Early Use of Corticosteroid May Prolong SARS-CoV-2 Shedding in Non-Intensive Care Unit Patients with COVID-19 Pneumonia: A Multicenter, Single-Blind, Randomized Control Trial

The rapid spread of coronavirus disease 2019 (CO-VID-19) caused by severe acute respiratory syndrome coronavirus 2 (SARS-CoV-2) that emerged in late 2019 [1] has been labeled a public health emergency of international concern by the World Health Organization (WHO). Globally, as of September 22, 2020, a total of 31,132,906 confirmed cases, including 962,008 deaths, have been reported to the WHO [2]. In a cohort of 179 cases with COVID-19, we have demonstrated that 73 patients underwent acute respiratory distress syndrome (ARDS), and 21 (28.8%) of them died [3, 4]. For the severe COVID-19 patients, neither lopinavir-ritonavir therapy nor remdesivir seemed to not accelerate clinical benefits from some randomized controlled trials [5, 6]. However, there was a double-blind, randomized, placebo-controlled trial of intravenous remdesivir in adults hospitalized with COVID-19, which showed it could shorten the time to recovery compared with placebo but without information about the influence on virus shedding and mortality [7].

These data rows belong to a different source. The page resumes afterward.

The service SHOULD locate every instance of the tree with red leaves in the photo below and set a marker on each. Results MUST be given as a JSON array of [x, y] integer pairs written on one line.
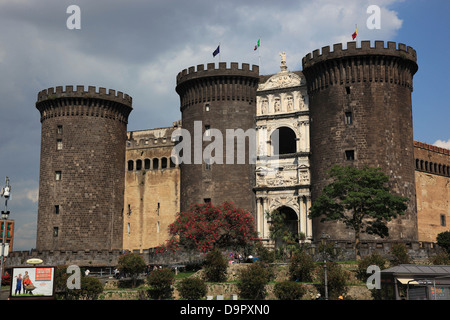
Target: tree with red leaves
[[205, 227]]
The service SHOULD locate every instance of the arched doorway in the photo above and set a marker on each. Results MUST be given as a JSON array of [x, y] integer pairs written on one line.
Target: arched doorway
[[284, 226], [284, 141]]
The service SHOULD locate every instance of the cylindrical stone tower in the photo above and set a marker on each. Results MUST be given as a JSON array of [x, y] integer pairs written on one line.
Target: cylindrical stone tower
[[361, 114], [82, 170], [217, 103]]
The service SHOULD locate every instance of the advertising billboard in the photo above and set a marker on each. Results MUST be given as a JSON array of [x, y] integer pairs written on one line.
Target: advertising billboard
[[33, 283]]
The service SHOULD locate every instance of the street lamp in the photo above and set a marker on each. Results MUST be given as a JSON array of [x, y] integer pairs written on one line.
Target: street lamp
[[6, 193], [323, 240]]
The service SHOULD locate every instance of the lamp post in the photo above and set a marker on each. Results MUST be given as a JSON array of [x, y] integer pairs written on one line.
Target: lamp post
[[323, 240], [6, 192]]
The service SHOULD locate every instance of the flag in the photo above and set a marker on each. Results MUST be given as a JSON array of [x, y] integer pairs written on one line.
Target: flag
[[216, 52], [355, 34], [258, 43]]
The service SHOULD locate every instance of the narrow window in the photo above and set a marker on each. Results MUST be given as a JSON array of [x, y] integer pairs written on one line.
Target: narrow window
[[130, 165], [349, 155], [155, 164], [138, 164], [443, 222], [348, 118], [59, 144], [172, 163], [147, 164], [163, 163]]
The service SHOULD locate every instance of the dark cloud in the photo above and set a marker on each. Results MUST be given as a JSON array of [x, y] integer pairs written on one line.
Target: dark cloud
[[138, 47]]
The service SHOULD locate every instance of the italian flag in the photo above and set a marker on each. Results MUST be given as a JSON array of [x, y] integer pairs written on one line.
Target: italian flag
[[354, 34], [258, 43]]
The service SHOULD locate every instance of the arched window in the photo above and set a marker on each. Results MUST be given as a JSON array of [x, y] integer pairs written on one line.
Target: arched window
[[284, 141], [155, 164], [147, 164], [138, 164], [163, 163], [172, 163], [290, 222]]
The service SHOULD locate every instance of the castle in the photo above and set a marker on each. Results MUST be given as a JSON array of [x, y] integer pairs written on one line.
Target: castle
[[103, 188]]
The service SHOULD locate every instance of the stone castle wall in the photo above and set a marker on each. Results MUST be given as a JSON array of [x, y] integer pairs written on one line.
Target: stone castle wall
[[81, 183], [361, 114], [433, 190]]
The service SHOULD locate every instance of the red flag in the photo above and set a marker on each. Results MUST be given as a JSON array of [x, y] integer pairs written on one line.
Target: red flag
[[354, 34]]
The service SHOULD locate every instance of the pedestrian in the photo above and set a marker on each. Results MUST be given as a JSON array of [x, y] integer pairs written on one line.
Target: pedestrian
[[19, 284]]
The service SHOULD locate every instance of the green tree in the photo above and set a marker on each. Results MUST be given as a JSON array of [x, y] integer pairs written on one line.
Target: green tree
[[361, 199], [192, 288], [375, 259], [252, 281], [131, 264], [399, 254], [161, 284], [336, 280], [289, 290], [90, 287], [301, 267], [443, 241], [215, 268]]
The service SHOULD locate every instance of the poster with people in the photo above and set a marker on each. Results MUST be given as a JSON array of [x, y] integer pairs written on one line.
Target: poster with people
[[32, 282]]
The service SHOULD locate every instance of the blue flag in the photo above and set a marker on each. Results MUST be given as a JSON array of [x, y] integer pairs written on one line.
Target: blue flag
[[216, 52]]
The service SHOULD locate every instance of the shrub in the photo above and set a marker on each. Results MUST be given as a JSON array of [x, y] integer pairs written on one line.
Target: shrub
[[215, 266], [443, 240], [6, 279], [289, 290], [336, 280], [91, 288], [192, 288], [131, 264], [252, 282], [441, 259], [374, 259], [400, 254], [160, 282], [301, 267]]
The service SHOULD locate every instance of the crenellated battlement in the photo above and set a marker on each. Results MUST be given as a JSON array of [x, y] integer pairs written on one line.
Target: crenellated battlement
[[199, 85], [399, 50], [379, 64], [60, 101], [221, 70], [80, 92]]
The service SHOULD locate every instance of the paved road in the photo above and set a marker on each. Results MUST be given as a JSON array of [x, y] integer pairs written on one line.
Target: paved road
[[4, 294]]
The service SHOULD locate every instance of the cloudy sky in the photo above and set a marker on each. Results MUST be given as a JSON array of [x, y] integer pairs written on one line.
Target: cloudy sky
[[138, 47]]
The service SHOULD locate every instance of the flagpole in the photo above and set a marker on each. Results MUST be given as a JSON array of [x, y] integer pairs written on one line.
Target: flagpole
[[259, 55]]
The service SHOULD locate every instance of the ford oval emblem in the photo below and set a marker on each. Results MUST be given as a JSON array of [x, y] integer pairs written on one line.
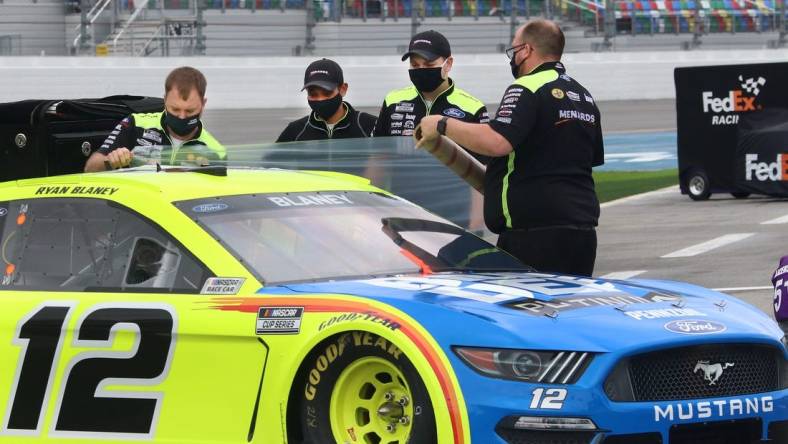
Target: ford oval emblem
[[695, 327], [210, 208]]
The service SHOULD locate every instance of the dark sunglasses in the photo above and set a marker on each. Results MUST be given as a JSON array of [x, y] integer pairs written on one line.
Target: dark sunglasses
[[510, 52]]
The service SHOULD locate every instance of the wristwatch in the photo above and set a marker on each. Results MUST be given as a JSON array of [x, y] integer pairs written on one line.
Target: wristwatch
[[442, 125]]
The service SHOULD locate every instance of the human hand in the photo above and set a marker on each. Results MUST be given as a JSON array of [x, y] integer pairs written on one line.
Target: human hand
[[427, 131], [118, 158]]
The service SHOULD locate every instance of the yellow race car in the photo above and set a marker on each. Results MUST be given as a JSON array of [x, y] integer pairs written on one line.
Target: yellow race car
[[216, 305]]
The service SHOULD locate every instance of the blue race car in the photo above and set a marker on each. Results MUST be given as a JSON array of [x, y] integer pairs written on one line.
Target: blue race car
[[221, 305]]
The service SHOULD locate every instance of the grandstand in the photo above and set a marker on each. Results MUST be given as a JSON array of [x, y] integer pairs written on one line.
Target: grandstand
[[337, 27]]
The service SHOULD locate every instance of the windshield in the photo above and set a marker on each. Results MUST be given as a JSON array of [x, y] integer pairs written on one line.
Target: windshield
[[390, 163], [339, 235]]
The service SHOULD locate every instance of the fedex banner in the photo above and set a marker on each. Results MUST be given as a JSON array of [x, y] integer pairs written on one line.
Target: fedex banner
[[728, 121], [762, 152]]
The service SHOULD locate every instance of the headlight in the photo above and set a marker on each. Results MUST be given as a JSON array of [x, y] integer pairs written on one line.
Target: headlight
[[554, 367]]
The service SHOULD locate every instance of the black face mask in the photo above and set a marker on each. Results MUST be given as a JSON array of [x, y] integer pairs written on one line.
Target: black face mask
[[515, 66], [327, 107], [181, 127], [426, 79]]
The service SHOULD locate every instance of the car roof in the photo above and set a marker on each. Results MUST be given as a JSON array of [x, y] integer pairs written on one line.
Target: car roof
[[175, 184]]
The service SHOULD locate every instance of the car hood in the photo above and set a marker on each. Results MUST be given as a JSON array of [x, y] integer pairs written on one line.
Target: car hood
[[559, 312]]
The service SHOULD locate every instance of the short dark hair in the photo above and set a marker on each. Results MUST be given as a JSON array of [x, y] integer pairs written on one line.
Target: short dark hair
[[545, 36], [185, 79]]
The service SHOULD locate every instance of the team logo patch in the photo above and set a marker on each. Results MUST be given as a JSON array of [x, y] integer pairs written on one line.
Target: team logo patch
[[210, 208], [279, 320], [222, 286], [152, 135], [695, 327], [454, 112]]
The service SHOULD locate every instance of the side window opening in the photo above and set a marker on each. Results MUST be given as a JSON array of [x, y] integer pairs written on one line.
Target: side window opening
[[91, 245]]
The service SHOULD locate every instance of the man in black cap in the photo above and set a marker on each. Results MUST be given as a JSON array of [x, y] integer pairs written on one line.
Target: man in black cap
[[432, 92], [331, 117], [546, 137]]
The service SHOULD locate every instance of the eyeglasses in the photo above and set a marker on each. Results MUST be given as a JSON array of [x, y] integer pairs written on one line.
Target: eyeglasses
[[510, 52]]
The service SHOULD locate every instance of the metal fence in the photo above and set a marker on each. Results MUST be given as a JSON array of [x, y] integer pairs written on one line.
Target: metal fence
[[630, 16], [10, 45]]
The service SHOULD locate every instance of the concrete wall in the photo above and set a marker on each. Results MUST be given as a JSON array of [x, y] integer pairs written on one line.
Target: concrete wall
[[274, 82]]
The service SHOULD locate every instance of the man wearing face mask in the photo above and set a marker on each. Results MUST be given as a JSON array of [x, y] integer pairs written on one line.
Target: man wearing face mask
[[433, 92], [546, 136], [331, 117], [177, 127]]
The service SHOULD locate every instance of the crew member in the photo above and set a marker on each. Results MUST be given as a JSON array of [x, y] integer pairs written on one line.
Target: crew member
[[178, 126], [544, 140], [432, 91], [332, 117]]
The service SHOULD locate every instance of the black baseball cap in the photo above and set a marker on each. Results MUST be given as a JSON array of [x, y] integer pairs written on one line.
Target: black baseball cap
[[428, 44], [323, 73]]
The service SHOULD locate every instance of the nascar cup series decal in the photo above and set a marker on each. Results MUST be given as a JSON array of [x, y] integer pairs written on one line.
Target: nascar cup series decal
[[279, 320]]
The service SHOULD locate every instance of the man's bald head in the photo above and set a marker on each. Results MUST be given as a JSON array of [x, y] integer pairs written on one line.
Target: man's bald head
[[545, 37]]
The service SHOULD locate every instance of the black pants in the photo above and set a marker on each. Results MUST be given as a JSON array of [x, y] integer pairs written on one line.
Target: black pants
[[562, 250]]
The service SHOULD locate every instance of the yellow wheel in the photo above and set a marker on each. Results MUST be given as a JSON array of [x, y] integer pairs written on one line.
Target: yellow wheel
[[360, 388]]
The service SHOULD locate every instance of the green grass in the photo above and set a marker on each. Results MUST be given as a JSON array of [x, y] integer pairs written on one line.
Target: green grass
[[611, 185]]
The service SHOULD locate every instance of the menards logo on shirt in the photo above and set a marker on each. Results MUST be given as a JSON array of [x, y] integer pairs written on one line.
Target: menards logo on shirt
[[726, 109]]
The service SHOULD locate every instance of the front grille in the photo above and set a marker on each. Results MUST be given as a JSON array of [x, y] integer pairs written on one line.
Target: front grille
[[733, 432], [778, 431], [707, 371], [534, 437], [640, 438]]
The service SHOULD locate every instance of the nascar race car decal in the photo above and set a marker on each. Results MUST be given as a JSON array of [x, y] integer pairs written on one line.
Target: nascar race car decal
[[267, 306]]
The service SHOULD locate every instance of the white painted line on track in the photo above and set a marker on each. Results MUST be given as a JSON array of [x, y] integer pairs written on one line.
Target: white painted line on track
[[779, 220], [666, 190], [707, 246], [623, 274], [735, 289]]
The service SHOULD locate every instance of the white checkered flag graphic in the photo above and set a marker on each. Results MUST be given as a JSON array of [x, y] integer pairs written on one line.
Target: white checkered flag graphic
[[752, 85]]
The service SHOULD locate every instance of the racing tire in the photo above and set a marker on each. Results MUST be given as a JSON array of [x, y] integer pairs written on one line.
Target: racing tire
[[361, 388], [740, 194], [698, 185]]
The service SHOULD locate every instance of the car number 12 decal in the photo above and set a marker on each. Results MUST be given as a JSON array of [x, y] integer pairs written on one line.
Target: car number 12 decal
[[550, 399], [84, 406]]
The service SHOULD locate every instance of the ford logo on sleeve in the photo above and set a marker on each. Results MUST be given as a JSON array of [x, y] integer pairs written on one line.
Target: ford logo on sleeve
[[210, 208], [454, 112], [695, 327]]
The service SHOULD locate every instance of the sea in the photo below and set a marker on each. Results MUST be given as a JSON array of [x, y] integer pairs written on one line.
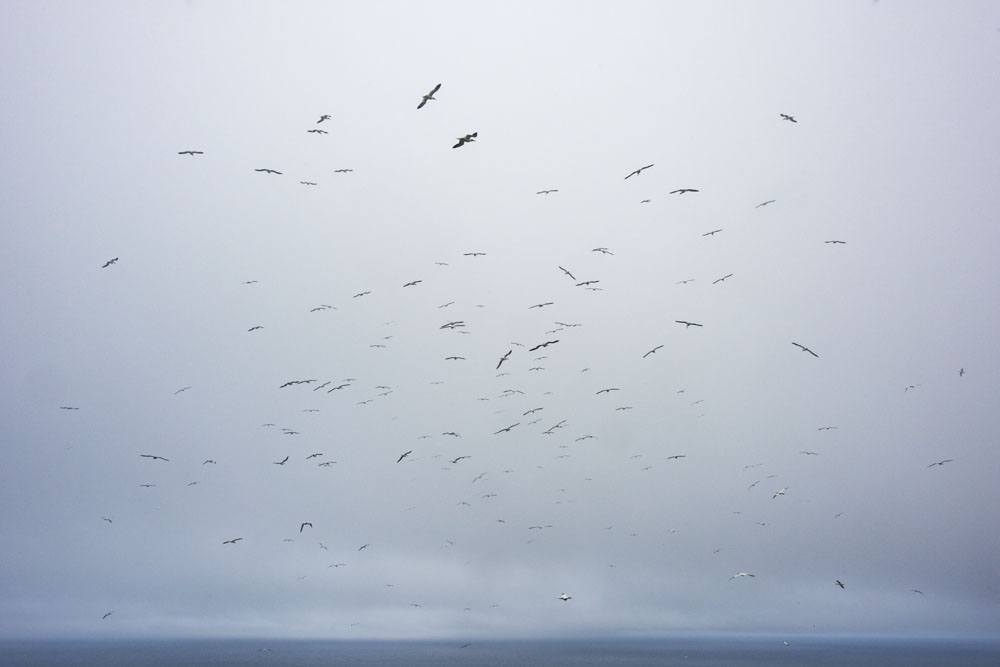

Although the WHO does not recommend, systemic corticosteroids are routinely given to patients with COVID-19 outside of clinical trials unless they are indicated for another reason [8]. These drugs were used widely during the outbreak in China [3, 9-12]. In a retrospective cohort study, Wu et al. [13] have shown that the administration of methylprednisolone appears to have reduced the risk of death in COVID-19 patients with ARDS. However, it still lacks evidence about the details of corticosteroid application in the treatment of COVID-19 pneumonia, such as virus shedding and immunological function. There is still no clinical evidence available to support or to oppose corticosteroid treatment for COVID-19 pneumonia. We conducted a prospective, multicenter, single-blind, randomized control trial to investigate the efficacy and safety of corticosteroid given to the hospitalized patients with COVID-19 pneumonia.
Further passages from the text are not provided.